Чтобы подчеркнуть его высокое положение, я приказала: пусть после торжественной службы в Вестминстерском аббатстве в Присутственный покой Сент-Джеймского дворца, где предстоит свершиться церемонии, его сопровождают мой кузен Хансдон, лорд-адмирал Клинтон, граф Сассекс и граф Хантингдон; пусть все видят, что первые пэры страны, даже Хантингдон, которого иные прочат в наследники престола, склоняются перед Робином, признают его главенство.
А чтобы урок усвоился, чтобы подчеркнуть контраст между моим лордом и жалкими подражателями, пусть пажом на церемонии будет Дарнли, пусть несет впереди Робина золотой меч – я сочла (и не ошиблась), что рядом с мужчиной он покажется школьником-переростком, бледной пародией на английского лорда, желторотым птенцом.
Оставляю вас догадываться, как великолепен был Робин, когда стоял передо мной на коленях, а Сесил читал жалованную грамоту, – Робин, одетый с головы до пят в парчу из Святой Земли, в затканном золотом камзоле, белых чулках, белых башмаках с золотыми каблуками, в белой с золотом кожаной перевязи, с позолоченными перьями белой цапли на белой шелковой шапочке, в оплечье из трех нитей белого жемчуга, перемежающегося золотыми бусинами, – даже волосы его в тот день были надушены лилией и белой жимолостью. Вот он встает навстречу, вот я наклоняюсь к нему, наступает самый торжественный момент. Сперва церемониальная перевязь, затем его собственный золотой церемониальный меч, затем тяжелое бархатное облачение – знак его нового сана.

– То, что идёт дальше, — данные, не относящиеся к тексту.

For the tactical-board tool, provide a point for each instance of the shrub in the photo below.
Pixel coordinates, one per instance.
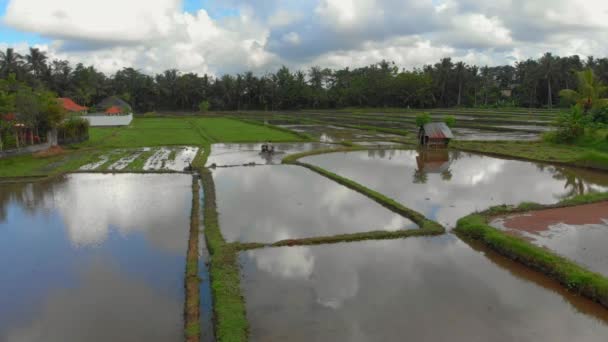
(73, 130)
(570, 125)
(203, 107)
(600, 115)
(422, 119)
(450, 120)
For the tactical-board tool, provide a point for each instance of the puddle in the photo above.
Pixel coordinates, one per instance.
(445, 186)
(183, 159)
(274, 203)
(94, 165)
(377, 143)
(476, 134)
(335, 134)
(578, 233)
(122, 163)
(431, 289)
(171, 158)
(539, 128)
(94, 257)
(242, 154)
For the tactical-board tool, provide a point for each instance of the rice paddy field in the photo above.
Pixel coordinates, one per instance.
(182, 229)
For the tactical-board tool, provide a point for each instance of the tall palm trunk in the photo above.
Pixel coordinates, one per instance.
(459, 92)
(550, 99)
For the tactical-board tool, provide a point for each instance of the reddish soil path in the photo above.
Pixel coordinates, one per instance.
(537, 221)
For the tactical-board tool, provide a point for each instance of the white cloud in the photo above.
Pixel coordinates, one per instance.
(154, 35)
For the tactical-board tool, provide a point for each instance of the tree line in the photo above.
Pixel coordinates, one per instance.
(529, 83)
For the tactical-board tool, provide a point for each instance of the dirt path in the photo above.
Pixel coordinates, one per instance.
(537, 221)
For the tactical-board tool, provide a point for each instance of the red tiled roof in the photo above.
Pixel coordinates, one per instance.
(114, 110)
(70, 105)
(9, 117)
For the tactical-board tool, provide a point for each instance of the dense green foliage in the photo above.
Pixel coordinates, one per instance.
(422, 119)
(530, 83)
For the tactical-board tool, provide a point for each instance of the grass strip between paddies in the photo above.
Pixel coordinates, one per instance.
(192, 326)
(229, 307)
(571, 275)
(426, 226)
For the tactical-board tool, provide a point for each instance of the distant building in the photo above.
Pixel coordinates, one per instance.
(72, 107)
(112, 111)
(435, 134)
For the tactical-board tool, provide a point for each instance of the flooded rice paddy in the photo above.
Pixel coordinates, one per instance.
(578, 233)
(247, 154)
(173, 158)
(336, 134)
(94, 257)
(274, 203)
(428, 289)
(445, 186)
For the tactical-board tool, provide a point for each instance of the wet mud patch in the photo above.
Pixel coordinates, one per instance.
(250, 154)
(447, 185)
(114, 253)
(377, 290)
(579, 233)
(275, 203)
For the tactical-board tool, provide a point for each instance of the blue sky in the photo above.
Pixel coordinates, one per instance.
(301, 34)
(12, 36)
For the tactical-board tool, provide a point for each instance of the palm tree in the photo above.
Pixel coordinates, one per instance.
(590, 91)
(36, 61)
(10, 62)
(548, 64)
(461, 68)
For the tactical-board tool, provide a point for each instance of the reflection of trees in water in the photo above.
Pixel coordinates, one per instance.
(30, 197)
(381, 153)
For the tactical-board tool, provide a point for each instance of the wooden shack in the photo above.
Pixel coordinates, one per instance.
(435, 134)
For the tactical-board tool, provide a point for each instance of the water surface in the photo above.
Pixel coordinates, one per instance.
(93, 257)
(419, 289)
(448, 185)
(274, 203)
(241, 154)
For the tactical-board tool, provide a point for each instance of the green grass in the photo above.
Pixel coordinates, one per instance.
(231, 130)
(539, 151)
(431, 227)
(228, 302)
(192, 328)
(144, 132)
(572, 276)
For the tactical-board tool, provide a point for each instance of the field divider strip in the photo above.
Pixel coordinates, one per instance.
(230, 319)
(425, 225)
(569, 274)
(192, 326)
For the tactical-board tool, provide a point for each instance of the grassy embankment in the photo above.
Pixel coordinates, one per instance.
(572, 276)
(228, 303)
(149, 132)
(192, 327)
(575, 155)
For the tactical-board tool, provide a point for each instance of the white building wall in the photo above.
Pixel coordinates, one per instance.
(108, 120)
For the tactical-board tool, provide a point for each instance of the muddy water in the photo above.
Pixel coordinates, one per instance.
(171, 158)
(578, 233)
(94, 257)
(335, 134)
(428, 289)
(273, 203)
(242, 154)
(448, 185)
(480, 135)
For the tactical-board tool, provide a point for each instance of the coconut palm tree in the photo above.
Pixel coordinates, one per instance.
(548, 65)
(590, 91)
(10, 62)
(36, 61)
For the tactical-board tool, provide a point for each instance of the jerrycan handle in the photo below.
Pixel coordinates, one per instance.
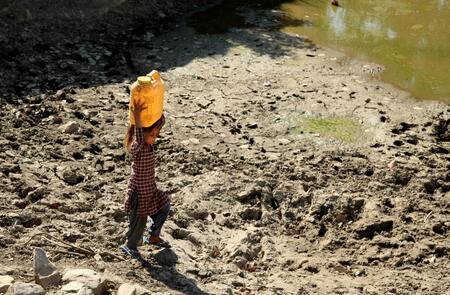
(154, 75)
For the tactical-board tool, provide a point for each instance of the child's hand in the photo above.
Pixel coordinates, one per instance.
(136, 109)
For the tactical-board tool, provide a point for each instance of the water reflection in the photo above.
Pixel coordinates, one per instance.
(336, 18)
(409, 37)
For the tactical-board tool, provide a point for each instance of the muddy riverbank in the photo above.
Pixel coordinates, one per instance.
(292, 170)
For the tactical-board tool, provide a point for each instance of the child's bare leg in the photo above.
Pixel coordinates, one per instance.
(158, 221)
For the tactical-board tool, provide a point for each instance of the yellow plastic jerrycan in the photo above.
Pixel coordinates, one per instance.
(149, 91)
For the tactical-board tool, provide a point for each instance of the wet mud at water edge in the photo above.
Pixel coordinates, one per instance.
(290, 172)
(408, 38)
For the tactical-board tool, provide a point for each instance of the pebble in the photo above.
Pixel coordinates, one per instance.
(71, 127)
(86, 277)
(45, 272)
(5, 283)
(127, 289)
(20, 288)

Застегивая золотую пряжку на плаще, я коснулась его шеи. Какая теплая… какая теплая и гладкая. Я не удержалась и, еще не понимая, что делаю, скользнула рукой под снежно-белый жесткий воротник, погладила кожу. Он выглядел таким серьезным, меня так и подмывало вызвать одну из его обворожительных улыбок – и плевать, что на нас смотрят Мариин лорд Мелвилл, испанские и французские послы. Робин долго крепился, но наконец невольная улыбка расцвела у него на губах. Глаза говорили: «За это вы заплатите позже – поцелуями…»
Теперь-то она перед ним не устоит! Когда процессия двинулась дальше, я перехватила брошенный на Дарили взгляд сэра Джеймса и, не сомневаясь в ответе, поддразнила:
– Что, сей вьюноша кажется вам пригляднее?
Сэр Джеймс пожал плечами, заломил бровь.
– Мадам, моя госпожа рассудительна и осмотрительна. Как же она предпочтет вашему лорду безусого женоликого юнца?
Я довольно кивнула. И впрямь, как? Мария уже побывала за мальчиком, теперь ей наверняка нужен муж. А кто из мужей сравнится с моим Робином?